This article is freely available to all

Article Abstract

Background: The efficacy and safety of switching to olanzapine were investigated in patients with first-episode schizophrenia who failed to attain an adequate clinical response to an initial therapeutic trial of risperidone (2-6 mg/day for 12 weeks).

Method: A total of 58 first-episode patients with DSM-IV schizophrenia who had residual symptoms following treatment with risperidone were enrolled in an open-label, 12-week study of olanzapine. Dosing was determined by clinical judgment. The main efficacy measure was the Brief Psychiatric Rating Scale (BPRS). Patients with a 20% or greater decrease in BPRS total score plus a final Clinical Global Impressions-Severity of Illness scale score of <= 3 (mildly ill) were considered responders. The study was conducted from April 2001 to March 2005.

Results: Fifty-one patients completed the study, and 7 discontinued due to side effects and medication noncompliance. The mean dosage of olanzapine was 15.3 (SD 4.2) mg/day at study endpoint. Total BPRS scores significantly decreased (12.3%) during olanzapine treatment (p < .001). In addition, BPRS subscales of anxiety/depression and excitement significantly decreased (19.1% and 29.5%, respectively; p < .001). The responder rate was 29.3% (17/58). BPRS positive symptom subscale score at baseline was significantly higher in nonresponders compared to responders (p < .001). Comparison of percentage change in BPRS total scores between responders and nonresponders revealed a significant difference at week 4 that continued until study endpoint (p = 7%) from baseline.

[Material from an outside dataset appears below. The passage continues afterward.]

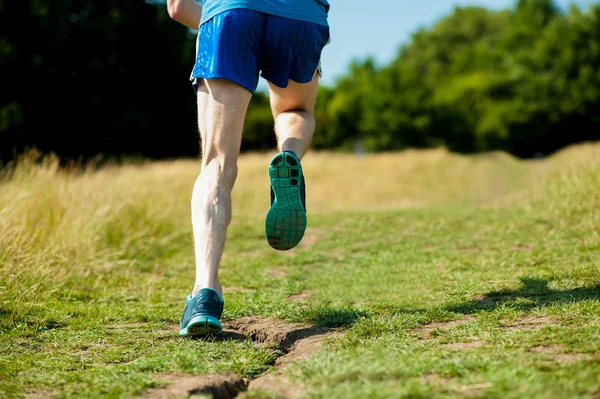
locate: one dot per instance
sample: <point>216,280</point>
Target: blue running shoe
<point>201,314</point>
<point>286,220</point>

Conclusion: Although we cannot draw any conclusion from a study without a control group, favorable outcomes and good tolerance were observed after switching to olanzapine from risperidone in our population. In addition, factors that predicted a good overall response included a relative absence of positive symptoms at baseline and the percentage reduction in total BPRS score at 4 weeks of treatment. Double-blind, crossover trials are needed to confirm these observations.